Last synced: 3 months ago
JSON representation

Awesome Lists containing this project

README

        

# Movie Genre Classification

[Jupyter notebook](https://colab.research.google.com/drive/1gGGBYXKv98w31PbHhdig4k7OO586t6UO?usp=sharing)

# Project Setup

## Using Docker

Build docker image

make docker/build

Check available commands

docker run movie_classification

Run movie_classifier

docker run movie_classification movie_classifier --title "Toy story" \
--description "Led by Woody, Andy's toys live happily in his room until Andy's birthday brings
Buzz Lightyear onto the scene. Afraid of losing his place in Andy's heart, Woody plots against Buzz"

Train model

docker run movie_classification train

Run tests

make docker/tests

## Using Python commands

**Use Python 3.8+**

The application is setup using Python3.8 or higher

Install dependencies:

pip install -r requirements

Check available commands:

python main.py

Run movie_classifier:

python main.py movie_classifier --title "Toy story" \
--description "Led by Woody, Andy's toys live happily in his room until Andy's birthday brings
Buzz Lightyear onto the scene. Afraid of losing his place in Andy's heart, Woody plots against Buzz"

Train model:

python main.py train

Run tests:

python -m pytest tests -s -vv -ra

# Notes

## Programming Language

I used Python programming language becuase it has a lot of libraries for Machine Learning (ML). Also, the dynamic type
nature of the language makes it easy to manupulate any data type.

## Libaries

Here are the main libraries used to train the model:

**Pandas**

I used Pandas manily to load and preprocess the data because it's a fast, powerful, flexible and easy to use open source
data analysis and manipulation tool built for Python. It has builtin functions to load, clean and extract features from
any dataset.

**Scikit-Learn**

Is a simple and efficient tool for predictive data analysis and scientific computation in Python. It has tons of machine
learning algorithms for supervised and unsupervised learning algorithms. We made use of the RandomForestClassifier
module to train the classification model. Also, it comes with features to split your dataset for trainin and testing,
encode your features and labels set into vector representation.

## The Workflow

This describes the stages involved in trainin the classification model

1. **Data preparation**:

This is involves loading and cleaning data to remove any missing values, noisy or inconsistent values in the dataset.

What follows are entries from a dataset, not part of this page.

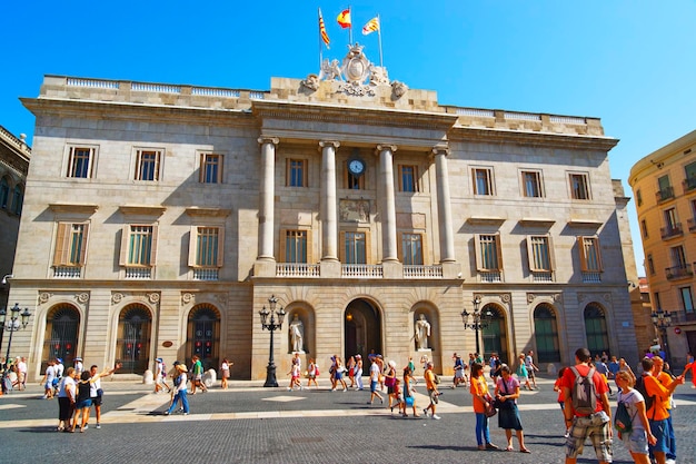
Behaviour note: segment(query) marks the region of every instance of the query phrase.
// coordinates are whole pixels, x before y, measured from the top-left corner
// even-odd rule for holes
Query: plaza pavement
[[[448,379],[447,379],[448,381]],[[399,417],[369,392],[319,388],[288,392],[264,382],[230,382],[221,391],[190,395],[191,414],[165,416],[167,394],[151,385],[106,382],[101,430],[93,409],[86,433],[56,432],[58,403],[41,399],[33,384],[26,392],[0,396],[0,436],[6,452],[0,463],[70,460],[90,463],[561,463],[564,426],[553,392],[553,378],[539,378],[540,389],[523,391],[519,399],[527,447],[531,454],[476,450],[475,416],[468,388],[441,385],[440,421],[425,418],[425,386],[417,386],[420,418]],[[444,378],[444,382],[446,379]],[[386,396],[386,394],[385,394]],[[678,463],[696,463],[696,391],[679,386],[674,414]],[[614,404],[614,401],[613,401]],[[409,409],[409,416],[412,411]],[[490,422],[493,442],[505,448],[505,435]],[[10,445],[11,444],[11,445]],[[514,446],[518,450],[516,440]],[[615,437],[615,463],[630,456]],[[589,444],[578,463],[596,462]]]

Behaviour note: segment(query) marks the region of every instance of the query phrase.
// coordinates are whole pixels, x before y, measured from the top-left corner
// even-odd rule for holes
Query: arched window
[[[78,349],[79,330],[80,313],[73,306],[58,305],[49,310],[46,316],[41,372],[46,371],[49,361],[57,357],[62,359],[64,366],[72,366]]]
[[[585,335],[587,336],[587,349],[593,356],[601,355],[601,352],[609,353],[607,320],[604,310],[594,303],[585,307]]]
[[[547,304],[540,304],[534,310],[534,338],[539,363],[560,362],[556,314]]]
[[[220,349],[220,313],[212,305],[198,305],[190,315],[187,334],[187,363],[198,355],[203,368],[218,368]]]
[[[116,353],[123,364],[120,373],[145,374],[150,357],[152,317],[142,305],[129,305],[119,317],[119,337]]]
[[[507,354],[507,330],[505,329],[505,315],[496,305],[486,305],[481,309],[481,314],[490,312],[493,317],[488,322],[488,326],[483,328],[484,336],[484,359],[493,353],[497,353],[503,363],[510,363]]]
[[[7,208],[10,200],[10,184],[7,178],[0,179],[0,208]]]
[[[12,192],[12,213],[20,215],[22,213],[22,200],[24,199],[21,186],[14,186]]]

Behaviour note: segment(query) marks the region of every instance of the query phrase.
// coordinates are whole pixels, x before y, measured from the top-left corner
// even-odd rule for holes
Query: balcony
[[[53,267],[53,278],[80,278],[82,268],[77,266]]]
[[[443,266],[405,265],[404,278],[443,278]]]
[[[663,237],[663,240],[669,240],[672,238],[683,236],[684,229],[682,228],[682,223],[676,223],[668,227],[660,227],[659,234]]]
[[[666,267],[665,274],[667,275],[667,280],[679,280],[683,278],[692,278],[694,276],[690,264]]]
[[[278,263],[276,277],[319,277],[321,268],[318,264]]]
[[[657,199],[657,203],[663,203],[663,201],[667,201],[674,198],[674,187],[669,186],[669,187],[665,187],[662,190],[657,190],[655,192],[655,197]]]

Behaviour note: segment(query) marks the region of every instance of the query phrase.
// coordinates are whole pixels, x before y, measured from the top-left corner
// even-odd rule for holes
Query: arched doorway
[[[484,337],[484,359],[488,359],[493,353],[497,353],[503,363],[509,364],[510,358],[507,353],[505,314],[498,306],[493,304],[488,304],[481,309],[483,314],[487,314],[488,312],[490,312],[493,316],[488,322],[488,326],[484,327],[481,330]]]
[[[585,306],[585,335],[587,349],[593,356],[609,353],[609,337],[607,335],[607,319],[604,309],[596,303]]]
[[[208,304],[197,305],[189,314],[186,337],[186,363],[198,355],[203,369],[220,365],[220,313]]]
[[[116,353],[122,363],[123,374],[145,374],[150,358],[152,317],[150,310],[139,304],[128,305],[119,316],[119,336]]]
[[[546,303],[534,309],[534,339],[539,363],[560,362],[556,313]]]
[[[78,349],[80,313],[72,305],[58,305],[46,316],[46,336],[41,372],[46,372],[50,359],[61,358],[63,365],[72,366]]]
[[[346,352],[344,358],[359,354],[367,359],[370,353],[382,353],[381,316],[379,310],[365,299],[348,304],[344,316]]]

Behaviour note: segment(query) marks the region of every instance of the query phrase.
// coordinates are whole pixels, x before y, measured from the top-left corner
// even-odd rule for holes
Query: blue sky
[[[0,14],[0,125],[27,134],[19,97],[39,95],[43,75],[267,90],[271,77],[305,78],[319,66],[317,8],[342,58],[354,41],[410,88],[441,105],[601,118],[620,139],[612,176],[696,126],[695,0],[381,0],[62,2],[10,0]],[[643,253],[635,214],[638,273]]]

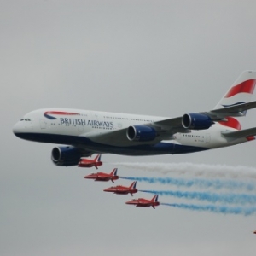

2. **Feature engineering**

This is involves transforming the natural language text into numbers/vectors suitable for ML algorithms.

3. **Training of the model**

Make use of an ML classification algorithm to learn the partterns in the dataset in order to predict the genres of
the movie.

4. **Evaluating the model**

We evaluate the performance of the model using the holdout validation method.

5. **Exporting/deploying the model**

The final model is serilised into a file which can be loaded later to predict movie genres.

## Algorithms

**Term Frequency — Inverse Document Frequency (TF-IDF)**

This is a technique to quantify a word in documents, we generally compute a weight to each word which signifies the
importance of the word in the document and corpus. This method is a widely used technique in Information Retrieval and
Text Mining. TF-IDF is a statistical measure that evaluates how relevant a word is to a document in a collection of
documents.

This algorithm was mainly used in the Feature engineering stage to convert the natural language text into numeric
formats. ML algorithms usually deal with numbers, so we needed to transform those text (title and description) into
numbers. Once we transformed words into numbers, it can then be easily fed into a Classification Algorithm.

**Random Forest**

Random Forests are an ensemble learning method for classification, regression and other tasks that operates by
constructing a multitude of decision trees at training time. For classification tasks, the output of the random forest
is the class selected by most trees. For regression tasks, the average prediction of the individual trees is returned.

The fundamental concept behind random forest is a simple but powerful one — the majority votes wins. The reason that the
random forest model works so well is: Many relatively uncorrelated models (trees) operating as a committee will
outperform any of the individual constituent models. This idea of ensemble learning influence the decision to choose
this algorithm for the classification task. In addition, its also prevents overfitting to the training set.